Terwijl ik met een kop thee over het hofje uitkijk komt Oma ineens naast mij staan. ‘Het lukt niet’, zegt ze terwijl ze een vuilniszak van de rol probeert los te trekken. Ik neem de rol van haar over, kijk, en draai het zwarte plastic verder los. Terwijl ik een zak lostrek, zeg ik: ‘Deze zakken zijn voor een container, die zijn veel groter.’ Oma kijkt mij aan: ‘Voor wat?’. ’Voor een container’, herhaal ik, ‘zo’n grote bak waar je vuilniszakken in kunt gooien. ‘Ja maar, ik ben maar alleen. Dat heb ik toch niet?’ Oma zegt gefrustreerd: ‘Dat hadden ze toch bij de kassa moeten zien? Ze hadden toch moeten zeggen dat dit niet voor mijn vuilnisbak is?’ Terwijl ik naar de wikkel kijk waar ‘Groot, groter, grootst’ op staat zeg ik: ‘Voor jouw vuilnisbak heb je zakken van 60 liter nodig. Dat staat wel op de verpakking.’

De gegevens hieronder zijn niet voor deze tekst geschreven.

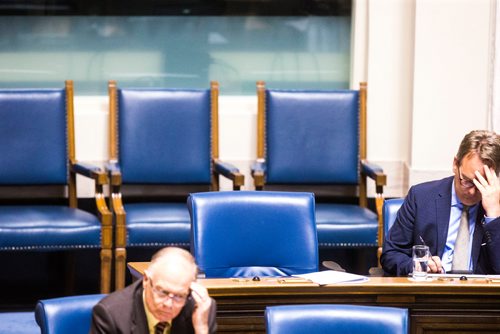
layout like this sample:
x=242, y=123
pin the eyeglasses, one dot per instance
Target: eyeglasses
x=164, y=295
x=466, y=183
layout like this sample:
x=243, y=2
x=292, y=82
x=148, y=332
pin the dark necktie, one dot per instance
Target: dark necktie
x=461, y=252
x=160, y=327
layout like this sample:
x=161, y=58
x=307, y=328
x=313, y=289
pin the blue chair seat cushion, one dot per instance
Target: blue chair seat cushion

Even daarna komt Oma aanlopen met een andere zwarte rol. ‘En deze dan?’ vraagt ze met de zakken in haar hand. Ik kijk en zie dat dit pedaalemmerzakken zijn. Te klein voor haar vuilnisbak. ‘Ik ga wel even naar de winkel’, zeg ik, ‘deze zijn te klein’.
Thee
Ik steek schuin over bij het hofje naar de winkel en ben in een vloek en een zucht weer terug met de vuilniszakken. Deze passen wel. Maar Oma is niet blij. Oma is boos. ‘Ze moeten mij dat toch niet verkopen? Ze weten dat ik alleen woon. Wat moet ik met die grote zakken? En hoe ik aan die kleine kom weet ik helemaal niet.’ ‘Kopje thee?’, vraag ik.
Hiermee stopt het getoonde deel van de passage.